Children of migrant farm workers, many of them from indigenous Mixtec families from Oaxaca, begin learning basic reading, writing and social skills in a day care nursery school program run by Migrant Head Start, part of the Pajaro Valley Unified School District. Children who go through Head Start programs learn much more quickly, and have an easier time making social adjustments, once they begin regular school.
The Migrant Head Start program has been going on for two decades. It tries to provide both childcare and a learning environment for the children of people who work in the fields, including families who travel with the crops. Other families work several months in the U.S., and return to Mexico during the off-season.
Learning in a home environment has important advantages, according to Teresa Gallegos, whose center is in a Watsonville working-class neighborhood. "Parents who live in this neighborhood can drop their kids off before they have to be at work," she says. Field labor jobs start at 6 or 7 AM, while it's still dark, long before schools open. "Plus we share the same culture and know what's happening in their lives."

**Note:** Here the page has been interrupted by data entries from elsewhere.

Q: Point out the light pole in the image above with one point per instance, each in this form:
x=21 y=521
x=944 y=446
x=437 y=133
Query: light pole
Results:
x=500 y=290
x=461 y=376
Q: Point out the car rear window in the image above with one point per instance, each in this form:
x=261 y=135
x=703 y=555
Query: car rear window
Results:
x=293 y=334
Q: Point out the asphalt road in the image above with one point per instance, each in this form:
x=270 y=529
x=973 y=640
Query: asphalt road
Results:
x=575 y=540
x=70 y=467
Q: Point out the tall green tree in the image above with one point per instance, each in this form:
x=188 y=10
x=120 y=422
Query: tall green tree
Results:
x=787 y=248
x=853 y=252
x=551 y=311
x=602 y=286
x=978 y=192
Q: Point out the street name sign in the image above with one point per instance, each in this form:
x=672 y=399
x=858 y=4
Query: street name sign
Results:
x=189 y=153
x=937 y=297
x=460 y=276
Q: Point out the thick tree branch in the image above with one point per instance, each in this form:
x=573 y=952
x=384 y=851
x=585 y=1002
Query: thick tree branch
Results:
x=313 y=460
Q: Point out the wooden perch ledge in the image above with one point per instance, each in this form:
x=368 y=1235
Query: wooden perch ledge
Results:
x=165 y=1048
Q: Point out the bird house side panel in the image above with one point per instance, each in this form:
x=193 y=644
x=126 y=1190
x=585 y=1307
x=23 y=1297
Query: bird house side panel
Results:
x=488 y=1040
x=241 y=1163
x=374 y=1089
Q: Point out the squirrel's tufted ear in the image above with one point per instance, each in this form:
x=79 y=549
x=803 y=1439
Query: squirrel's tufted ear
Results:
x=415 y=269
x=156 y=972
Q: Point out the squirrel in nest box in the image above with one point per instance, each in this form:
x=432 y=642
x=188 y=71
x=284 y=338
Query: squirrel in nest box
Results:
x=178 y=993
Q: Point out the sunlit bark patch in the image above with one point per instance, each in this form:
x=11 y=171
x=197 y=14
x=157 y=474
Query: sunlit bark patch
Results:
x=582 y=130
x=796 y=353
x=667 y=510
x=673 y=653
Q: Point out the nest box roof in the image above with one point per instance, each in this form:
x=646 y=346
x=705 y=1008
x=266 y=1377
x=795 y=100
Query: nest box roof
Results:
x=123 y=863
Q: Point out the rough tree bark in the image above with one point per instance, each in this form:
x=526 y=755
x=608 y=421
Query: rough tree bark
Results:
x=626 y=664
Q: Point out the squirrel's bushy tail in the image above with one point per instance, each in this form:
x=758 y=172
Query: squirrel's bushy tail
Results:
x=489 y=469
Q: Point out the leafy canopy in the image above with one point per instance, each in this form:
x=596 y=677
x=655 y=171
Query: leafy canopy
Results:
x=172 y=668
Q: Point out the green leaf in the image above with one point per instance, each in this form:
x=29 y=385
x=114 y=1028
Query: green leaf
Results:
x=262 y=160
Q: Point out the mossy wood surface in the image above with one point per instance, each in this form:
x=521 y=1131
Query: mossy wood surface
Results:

Teresa Gallegos and the children in her center.
Maria Juarez and her sister Clarita taking a nap.
Clarita Juarez learning to look at books.
Yesenia Gallegos and children look at books.
Marcos Gonzalez and Nathaniel Rivera are friends and are learning to read in the center run by Ofelia Ortiz Maldonado.
Yareli Reyes shows the paper where she is learning to write letters, in Maria Ines Rocha's center.
Brisa Avalos' parents work in the fields, and she's using the plastic vegetables to explain what they do.
Children sing and gesture with their hands as they follow Veronica Fernandez in her center.
Children playing ball outside Veronica Fernandez' center.
Olivia Diaz draws on an easel with her marker.